Ognun per sé, Dio per tutti

L’obbligo di appendere un crocifisso nelle aule delle scuole primarie era previsto dal regio decreto n. 4336 del 15 settembre 1860 del Regno di Piemonte e Sardegna. Nel paese dei mille campanili quello del crocifisso sembrò allora una forma di nazionalizzazione dell’istruzione. Oggi molto è cambiato, anche nel commercio

Nell’attesa della celebrazione del Venerdì Santo mi è sorta una domanda dall’osservazione insolita dei negozi di ottica e non solo: dove è finito il crocifisso (nella foto, l’opera di Giotto, conservata nei Musei degli Eremitani, a Padova) che ogni attività commerciale nella mia infanzia esponeva alle spalle del banco di lavoro? Probabilmente al nostro crocifisso fu dato un primo scossone dal procedimento approdato a Strasburgo nel 2006 dopo una denuncia di una cittadina italiana di origini finlandesi che lo riteneva un’ingerenza a scuola, incompatibile con la libertà di pensiero dei figli. Altrettanto probabile che i format di arredamento degli ultimi vent’anni lo abbiano ritenuto inidoneo al nuovo mercato e al pubblico emergente.
L’Italia, almeno sul crocifisso, ha vinto la sua battaglia a Strasburgo. La Grande Camera della Corte Europea dei diritti dell’uomo nel 2011 ha assolto il nostro paese dall’accusa di violazione dei diritti umani per l’esposizione dei crocifissi nelle scuole. Nonostante ciò non c’è stata un’inversione nel mondo del commercio a tale riguardo. Neppure la rilettura del crocifisso attraverso un nuovo design ha aiutato l’imprenditore a riappenderlo. Eppure questo simbolo, oltre al suo messaggio originale, rappresentava per il commercio di una volta anche un “compagno di viaggio” nella propria impresa, un sostegno morale alle decisioni. 

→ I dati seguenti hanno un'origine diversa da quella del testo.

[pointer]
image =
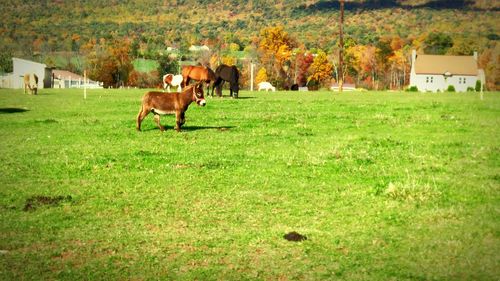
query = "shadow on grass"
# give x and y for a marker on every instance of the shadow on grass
(229, 97)
(196, 128)
(6, 110)
(192, 128)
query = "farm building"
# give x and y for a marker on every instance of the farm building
(432, 73)
(14, 80)
(47, 77)
(67, 79)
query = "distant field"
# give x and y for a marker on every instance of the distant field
(145, 65)
(386, 186)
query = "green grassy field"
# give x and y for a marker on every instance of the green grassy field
(386, 186)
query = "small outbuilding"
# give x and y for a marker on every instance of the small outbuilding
(435, 73)
(14, 80)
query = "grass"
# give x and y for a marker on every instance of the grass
(386, 186)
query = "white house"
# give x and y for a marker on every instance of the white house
(67, 79)
(432, 73)
(195, 48)
(14, 80)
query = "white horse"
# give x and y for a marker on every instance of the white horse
(172, 80)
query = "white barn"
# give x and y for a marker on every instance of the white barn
(14, 80)
(432, 73)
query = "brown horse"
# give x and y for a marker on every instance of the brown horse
(161, 103)
(199, 73)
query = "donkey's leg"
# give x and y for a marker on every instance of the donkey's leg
(183, 118)
(179, 120)
(157, 120)
(142, 114)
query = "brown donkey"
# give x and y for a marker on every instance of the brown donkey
(161, 103)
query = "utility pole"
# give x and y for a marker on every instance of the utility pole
(341, 48)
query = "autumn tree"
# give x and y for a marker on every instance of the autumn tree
(321, 69)
(276, 47)
(261, 75)
(303, 61)
(437, 43)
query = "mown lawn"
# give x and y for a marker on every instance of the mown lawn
(386, 186)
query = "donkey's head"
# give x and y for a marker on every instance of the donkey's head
(198, 95)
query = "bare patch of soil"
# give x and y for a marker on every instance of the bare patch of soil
(38, 201)
(294, 237)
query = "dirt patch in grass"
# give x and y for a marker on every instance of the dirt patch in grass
(38, 201)
(294, 236)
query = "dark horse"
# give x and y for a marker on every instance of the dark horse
(229, 74)
(199, 73)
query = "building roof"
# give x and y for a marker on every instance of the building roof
(454, 65)
(28, 61)
(66, 74)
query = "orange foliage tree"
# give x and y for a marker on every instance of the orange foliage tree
(275, 47)
(321, 69)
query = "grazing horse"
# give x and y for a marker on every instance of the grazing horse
(161, 103)
(31, 83)
(172, 80)
(199, 73)
(229, 74)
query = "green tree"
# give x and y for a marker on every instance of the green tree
(167, 64)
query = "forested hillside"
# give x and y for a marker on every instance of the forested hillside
(68, 35)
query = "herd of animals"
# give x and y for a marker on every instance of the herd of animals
(161, 103)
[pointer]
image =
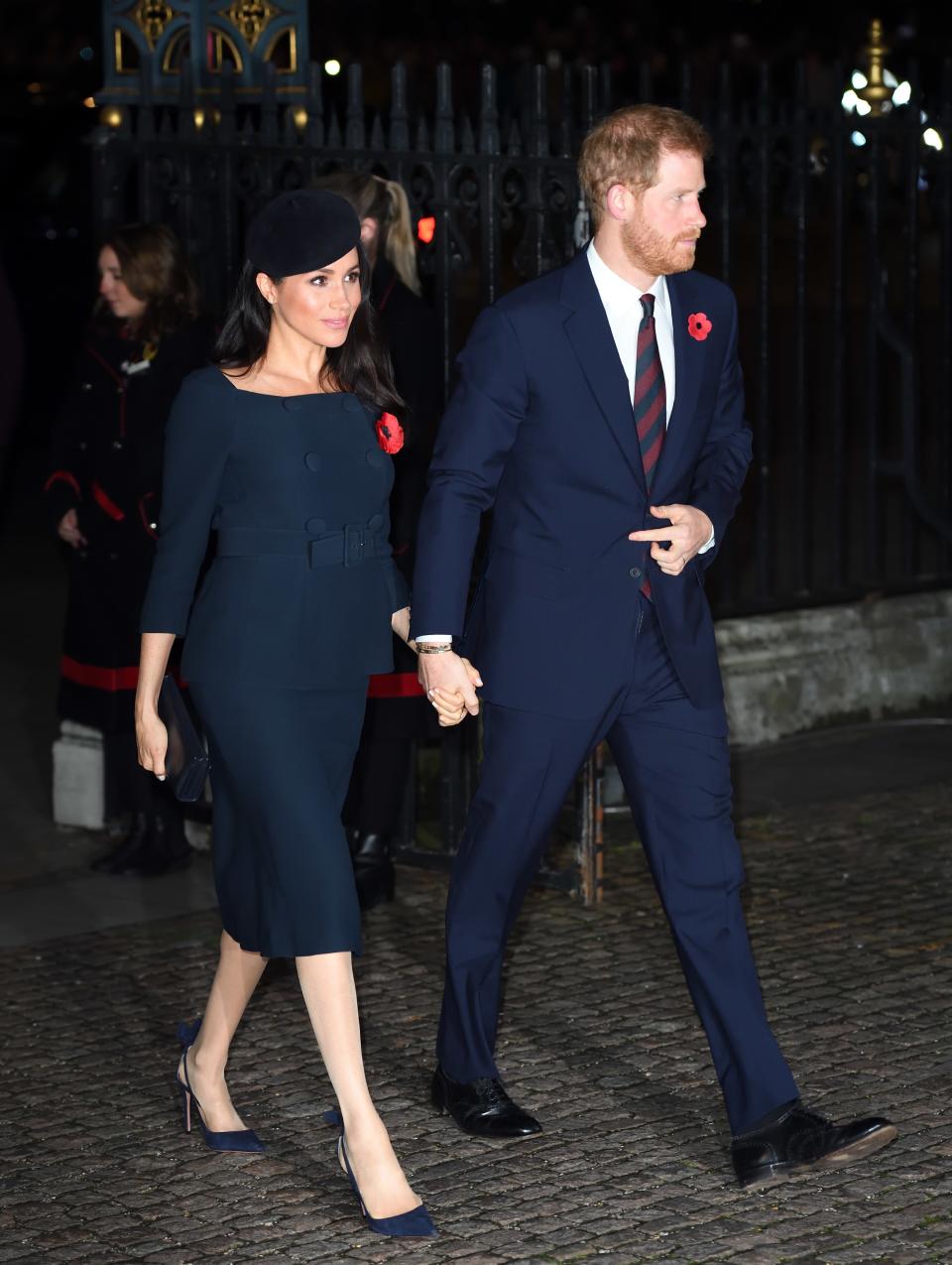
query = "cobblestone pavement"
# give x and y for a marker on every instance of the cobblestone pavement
(850, 907)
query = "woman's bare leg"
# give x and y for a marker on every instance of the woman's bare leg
(327, 987)
(235, 979)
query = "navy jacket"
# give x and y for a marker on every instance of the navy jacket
(541, 429)
(302, 584)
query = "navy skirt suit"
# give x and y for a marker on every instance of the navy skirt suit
(291, 619)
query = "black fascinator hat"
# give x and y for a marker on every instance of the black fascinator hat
(301, 230)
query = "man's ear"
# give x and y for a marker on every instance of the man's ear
(619, 202)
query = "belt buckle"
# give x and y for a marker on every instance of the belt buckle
(354, 544)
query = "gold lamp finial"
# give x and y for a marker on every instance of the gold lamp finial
(877, 91)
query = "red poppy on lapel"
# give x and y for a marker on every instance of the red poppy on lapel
(699, 326)
(390, 433)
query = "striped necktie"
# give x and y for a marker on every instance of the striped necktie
(650, 400)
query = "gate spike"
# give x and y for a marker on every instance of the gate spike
(488, 111)
(400, 115)
(467, 137)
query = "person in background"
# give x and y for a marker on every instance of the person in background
(397, 712)
(104, 493)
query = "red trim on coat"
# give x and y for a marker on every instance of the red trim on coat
(116, 377)
(99, 679)
(395, 685)
(105, 504)
(67, 478)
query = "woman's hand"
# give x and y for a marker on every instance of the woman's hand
(152, 740)
(68, 530)
(400, 622)
(450, 708)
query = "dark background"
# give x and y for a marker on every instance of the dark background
(51, 63)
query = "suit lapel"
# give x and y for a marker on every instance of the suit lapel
(591, 338)
(688, 364)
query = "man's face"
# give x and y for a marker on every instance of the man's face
(661, 235)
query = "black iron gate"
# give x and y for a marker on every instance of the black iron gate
(833, 228)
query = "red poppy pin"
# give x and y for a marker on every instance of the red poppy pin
(699, 326)
(390, 433)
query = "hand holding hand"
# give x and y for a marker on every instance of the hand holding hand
(689, 532)
(450, 686)
(152, 740)
(68, 530)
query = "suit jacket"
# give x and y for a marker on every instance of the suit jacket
(540, 428)
(302, 585)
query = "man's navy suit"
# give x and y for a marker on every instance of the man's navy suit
(541, 431)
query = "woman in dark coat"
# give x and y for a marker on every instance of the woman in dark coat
(282, 447)
(397, 712)
(104, 496)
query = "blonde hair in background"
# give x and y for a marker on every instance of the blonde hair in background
(626, 147)
(386, 201)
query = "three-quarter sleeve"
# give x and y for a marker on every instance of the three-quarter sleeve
(197, 445)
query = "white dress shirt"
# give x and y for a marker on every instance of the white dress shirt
(622, 307)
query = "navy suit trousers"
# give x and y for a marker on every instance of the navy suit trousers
(672, 759)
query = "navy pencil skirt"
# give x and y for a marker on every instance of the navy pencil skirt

Questo atteggiamento era un uso comune che i nostri mercanti medievali e rinascimentali riconoscevano a Dio attraverso il crocifisso. In qualsiasi avventura la figura divina era per il mercante un sostegno al superamento delle difficoltà che avrebbe dovuto oltrepassare per arrivare al successo. Gli stessi mercanti erano generosi con la Chiesa e i poveri proprio per compensare questa “protezione” che arrivava dall’alto. L’aver perso, magari solo per sbadataggine, questa consuetudine mi convince di come il commercio e le professioni in Italia si siano adattate a uno stile liberista dove le radici sono un obbligo, non un’opportunità. E proprio nel Paese in cui settecento anni fa è nato il commercio moderno.